How to ask for help (and get the best results)

I’ve experienced it more than a few times: you ask for help, and you don’t get helpful answers. One example: I once asked in a facebook group whether they’d classify urban fantasy as a romance or a fantasy genre and a lot of people responded with “traditional publishing sucks anyway”. Or, worse, you don’t get an answer at all! 

There are two reasons for this. One, people are busy. Unless you make it easy for them to answer, they’ll likely find it too much effort (depending on who you are to them). Two, if you don’t give them a context or scope, they’ll supply some form of context themselves, and it’s not always the thing you’re looking for. 

So here are some things that you can do to make sure that you’re getting helpful answers:

Ask specific questions

Don’t message someone and say: “Hey, what do you think of this?”. It’s incredibly vague and sets you up for a lot of unhelpful answers. A much easier question to answer would be things like “I have two variations, which one do you prefer?” or “I feel like I’m repeating myself too much in this article, can you let me know what you think?”. 

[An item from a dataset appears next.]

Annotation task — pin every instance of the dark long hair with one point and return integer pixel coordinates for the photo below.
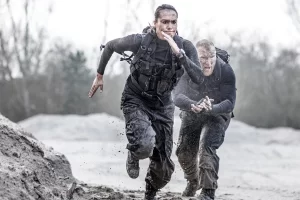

Alternatively, if you’re asking for someone to help you by performing an action: “Hi, I’m trying to reach John Doe, could you check in with him to ask if he’ll get back to me?” or “I’m trying to get as many votes as possible, could you use this link [insert link] and click my name to let them know you support me?” 

That way, the people you’re asking for feedback or help from know exactly what to do, and will be more likely to do it because it’s a small effort.

Ask specific people

It can be tempting to just “throw the question out there” on our social media platforms. For general questions that you need a large number of responses for, this is fine. But the more specific your question is, the more you should think about asking specific people to help you. 

Asking someone specifically allows you to take advantage of their expertise instead of getting uneducated guesses. For example, for Netherrealms’ logo design I asked a few graphic designer friends of mine for their opinions, instead of illustrators or just random friends or family, who don’t work in design.

Have a relationship before you ask

The closer or relevant your relationship with someone is, the more you can ask from them. You can ask more from your parents/caregivers than from some random person on the street, right? Similarly, you can ask a friend that you regularly talk to for some in-depth feedback on your work, but probably can’t expect a reply from that one artist/author you really look up to but haven’t ever spoken to. 

Sometimes there’s a valid relationship that won’t be instantly obvious. If so, make sure to state that clearly in the first sentence of your DM or in the title of your email. As an example, I regularly email art directors for them to consider my work. I always put “artist submission” in the title. Similarly, I had some questions a couple months ago for some artists that I’d never talked to before about joining an agency. My subject line in my email to them was “Questions about X Agency (from a fellow artist)”. The implications were clear: I was a fellow artist and wanted to know about their experiences at the agency.

Lastly, thank them for their help!

Yes, I really need to state this. Don’t forget to thank the people that are helping you and even better, keep them in the loop if you think they’re interested! People love to see their advice had an effect. If something was really helpful, just send a short message with “Thank you for your help! We managed to do X, just like you suggested.” You might not get a reply depending on your relationship with your helper, but I’m sure that they’ll be happy to hear their advice was valuable!